I was also informed since there are two of us in the apartment and there is only one bathroom, we should be sanitizing the room after each use.  Good grief!  We sleep together and routinely snuggle up doing it.  We kiss (gasp!).  Sanitizing the bathroom between uses is a ridiculous waste of time and Lysol.

But, my main complaint is the lack of exercise.  In our community in Florida, I swim nearly every day, and when it isn’t too hot to do so, we walk around the island every day.  Combined with trips to the pool and the garden, I typically walk at least 2 miles a day.  So now, I am pacing the floor in my itsy bitsy apartment.  The Y pool is about a block away, but of course, I can’t go there until I’m out of quarantine.

Hey…at least I’m alive, and the sun is shining, and we have a little balcony I can sit on…AND…my fellow inmate is a very pleasant guy.




Saturday, July 18, 2020

If You Don't Believe in God...


If you don’t believe in God…

To whom do you offer praise,
When your breath is taken away by the colors in a sunset,
When your heart swells with joy at the cry of a newborn,
When you realize you have escaped a tragedy?

From whom do you seek comfort,
When your breathing comes with excruciating pain,
When your heart is breaking with sorrow,
When you realize a dear friend has betrayed you?

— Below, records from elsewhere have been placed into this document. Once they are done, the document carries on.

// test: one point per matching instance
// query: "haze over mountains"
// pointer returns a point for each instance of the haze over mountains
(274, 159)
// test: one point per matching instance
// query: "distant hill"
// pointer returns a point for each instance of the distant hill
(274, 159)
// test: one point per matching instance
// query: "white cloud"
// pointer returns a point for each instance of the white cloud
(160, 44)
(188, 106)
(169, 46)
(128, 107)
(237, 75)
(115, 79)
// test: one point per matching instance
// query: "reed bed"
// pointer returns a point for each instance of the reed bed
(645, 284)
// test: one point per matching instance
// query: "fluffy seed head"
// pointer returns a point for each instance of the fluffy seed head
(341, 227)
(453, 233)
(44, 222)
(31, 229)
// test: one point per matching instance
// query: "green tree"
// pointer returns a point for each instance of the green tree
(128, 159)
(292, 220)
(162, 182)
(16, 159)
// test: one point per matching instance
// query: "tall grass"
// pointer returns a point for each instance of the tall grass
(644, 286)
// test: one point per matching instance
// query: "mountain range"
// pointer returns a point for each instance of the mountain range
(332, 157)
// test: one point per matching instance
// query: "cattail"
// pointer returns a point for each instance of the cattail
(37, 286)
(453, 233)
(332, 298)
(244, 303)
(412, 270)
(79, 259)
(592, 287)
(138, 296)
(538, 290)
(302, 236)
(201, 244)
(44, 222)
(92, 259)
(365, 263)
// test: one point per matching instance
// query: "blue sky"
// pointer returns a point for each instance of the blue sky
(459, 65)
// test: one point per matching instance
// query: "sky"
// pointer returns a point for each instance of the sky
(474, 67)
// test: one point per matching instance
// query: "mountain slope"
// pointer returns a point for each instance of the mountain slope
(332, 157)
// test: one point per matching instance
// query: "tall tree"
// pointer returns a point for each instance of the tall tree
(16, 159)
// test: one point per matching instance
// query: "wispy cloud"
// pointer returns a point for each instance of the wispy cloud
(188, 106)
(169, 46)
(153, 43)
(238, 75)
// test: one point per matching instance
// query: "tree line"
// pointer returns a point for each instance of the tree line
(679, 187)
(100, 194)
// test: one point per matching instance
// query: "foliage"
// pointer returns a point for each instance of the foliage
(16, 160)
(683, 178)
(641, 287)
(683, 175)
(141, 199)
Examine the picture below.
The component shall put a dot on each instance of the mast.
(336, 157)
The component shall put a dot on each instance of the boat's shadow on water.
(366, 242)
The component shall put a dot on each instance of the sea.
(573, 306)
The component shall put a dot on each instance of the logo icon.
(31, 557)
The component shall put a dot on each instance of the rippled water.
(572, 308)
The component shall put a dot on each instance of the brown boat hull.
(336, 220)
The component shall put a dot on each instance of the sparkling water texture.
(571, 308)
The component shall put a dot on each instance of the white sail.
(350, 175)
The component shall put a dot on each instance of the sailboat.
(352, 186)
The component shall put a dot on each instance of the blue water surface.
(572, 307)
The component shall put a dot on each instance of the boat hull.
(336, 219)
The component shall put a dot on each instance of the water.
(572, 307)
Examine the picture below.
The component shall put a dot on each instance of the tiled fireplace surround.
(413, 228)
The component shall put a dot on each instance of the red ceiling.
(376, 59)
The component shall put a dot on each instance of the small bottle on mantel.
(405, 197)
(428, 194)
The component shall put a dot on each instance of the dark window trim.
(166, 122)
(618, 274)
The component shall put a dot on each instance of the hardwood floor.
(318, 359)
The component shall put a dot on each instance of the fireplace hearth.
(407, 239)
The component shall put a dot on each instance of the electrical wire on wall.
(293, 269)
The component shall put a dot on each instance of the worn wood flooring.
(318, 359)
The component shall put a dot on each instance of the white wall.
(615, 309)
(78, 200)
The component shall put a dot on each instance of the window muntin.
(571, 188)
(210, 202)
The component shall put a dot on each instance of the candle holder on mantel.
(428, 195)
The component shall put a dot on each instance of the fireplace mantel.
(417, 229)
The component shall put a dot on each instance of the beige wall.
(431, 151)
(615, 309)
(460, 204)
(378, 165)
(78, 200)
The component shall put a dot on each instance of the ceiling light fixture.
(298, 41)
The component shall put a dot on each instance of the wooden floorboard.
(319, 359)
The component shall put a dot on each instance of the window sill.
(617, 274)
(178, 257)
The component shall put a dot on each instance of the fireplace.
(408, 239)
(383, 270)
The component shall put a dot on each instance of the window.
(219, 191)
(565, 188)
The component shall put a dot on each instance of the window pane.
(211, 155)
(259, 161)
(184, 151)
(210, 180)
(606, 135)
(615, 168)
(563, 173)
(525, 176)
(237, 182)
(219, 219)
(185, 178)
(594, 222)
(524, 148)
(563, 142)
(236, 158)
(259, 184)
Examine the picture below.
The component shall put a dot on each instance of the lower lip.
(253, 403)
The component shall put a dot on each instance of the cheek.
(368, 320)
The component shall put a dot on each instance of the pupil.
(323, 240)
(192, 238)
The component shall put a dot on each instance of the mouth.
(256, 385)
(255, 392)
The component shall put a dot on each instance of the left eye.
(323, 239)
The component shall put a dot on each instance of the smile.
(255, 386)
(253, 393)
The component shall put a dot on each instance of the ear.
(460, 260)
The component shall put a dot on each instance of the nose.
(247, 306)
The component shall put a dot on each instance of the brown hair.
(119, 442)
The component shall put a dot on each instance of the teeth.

Of whom do you stand in awe,
When you breathe in the fresh air after a thunderstorm,
When your heart is filled with the ecstasy of love,
When you realize how tiny you are in the universe?

In whom do you trust,
When you breathe your final breath,
When your heart trembles out its last beat,
When you realize you are stepping into eternity?

By whom do we acquire salvation,
When we realize our wretchedness,
When our heart needs to be cleansed,
When breathing in His Spirit is our greatest need?